Policy

Policy is set of indicator properties which is applied to all indicator which uses this policy. Each indicator uses one policy, but one policy can be used by many indicators.

Policy properties

Policy (name) - you can name policy as you want, but it’s recommended to name custom policies according to purpose (e.g. ‘SSL certificates’ or ‘virtal servers’), but not parameters (‘1 hour’).

Period - main purpose of policy. Time period when indicator should be re-checked. Use int value (seconds) or with suffux (e.g 1h, 30min).

Patience - (Passive indicators only) Time after period when okerr server still expects update for indicator, before switching it to ERR stage. If period is 1h and patience is 20min, indicator will switch to ERR after 1h 20min.

Secret - Secret (password). Required to update indicator. You can use different secrets to different policies. This allows to use okerr client software on untrusted machines without revealing secret used on other machines.

Retry schedule - (Active indicators only) Set of delays (possible empty) for retries when indicator check fails. For example, if retry schedule is “20sec 5min” and check failed, it will be retried again after 20 sec. If failed again, it will be retried after 5min. And only if that check will fail too, indicator will switch to ERR state.

Recovery retry schedule - (Active indicators only) same as Retry schedule, but for indicators in ERR state switching to OK state.

Alert reduction - used to prevent ‘flapping’ when indicator switches state frequently, and alerts are not expected by user. For instance, you may have cron task which stops/locks database at night to make backup. You do not want to have one alert for ‘DB is down’ and one for ‘DB is up’ every night.

Format is: <default reduction time> (<time specification> <reduction time>)* Example value: 0s 00:30-02:00 5m 14:00-14:30 30m

This means default reduction time is 0s (no reduction, alerts are sent immediately). 00:30-02:00 reduction time is 5 min. and 14:00-14:30 reduction time is 30 minutes.

If indicator will switch to ERR at 01:00, alert will be generated but delayed for 5 min until 01:05. If indicator will recover (ERR -> OK) at 01:04, both alerts will be reducted (deleted), no alerts will be send. You will see in log of indicator that it was ERR, but no email or telegram alerts. But if not recovered until 01:05, first alert will be released at 01:05 and you will receive it.

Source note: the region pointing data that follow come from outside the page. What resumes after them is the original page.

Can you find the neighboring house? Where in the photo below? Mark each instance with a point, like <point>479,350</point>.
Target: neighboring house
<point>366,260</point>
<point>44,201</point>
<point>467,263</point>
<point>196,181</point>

URL to report status changes - URL where okerr will send HTTP POST requests with JSON data when indicator changes status.

Example client-side script:

<?php
$filename = '/tmp/okerr-post.log';
$fh = fopen($filename, 'a');
fwrite($fh, date("Y/m/d H:i:s") . " ");
fwrite($fh, $_POST['data']);
fwrite($fh,"\n");
fclose($fh);
?>

Example lines from this logger:

2020/02/19 10:02:25 {"type": "status_change", "textid": "okrrdm", "name": "echo:empty", "old": "ERR", "new": "OK", "details": "0 files checked", "unixtime": 1582106544, "time": "2020-02-19 10:02:24 UTC (+0000)"}
2020/02/19 10:04:10 {"type": "status_change", "textid": "okrrdm", "name": "charlie:maxfilesz", "old": "ERR", "new": "OK", "details": "/var/log/btmp 61.9M", "unixtime": 1582106649, "time": "2020-02-19 10:04:09 UTC (+0000)"}

Autocreate - if checked, new indicators will be created if missing (if update specifies this policy and secret matches.

Accept updates over HTTP - if checked, HTTP updates (usual updates from okerrupdate, okerrmod, okerrclient) are allowed. Otherwise it’s ignored.

Accept updates over SMTP - if checked SMTP updates are allowed.

Allowed client subnets

Each policy has list of subnets in form a.b.c.d/mask (e.g. 1.2.3.0/24) from where okerr will accept updates. 0.0.0.0/0 matches any IPv4 address.

Default policy

Policy with name ‘Default’ is special.

  • You cannot delete Default policy

  • If policy not specified (e.g. when sending update for non-existent indicator), Default policy is used.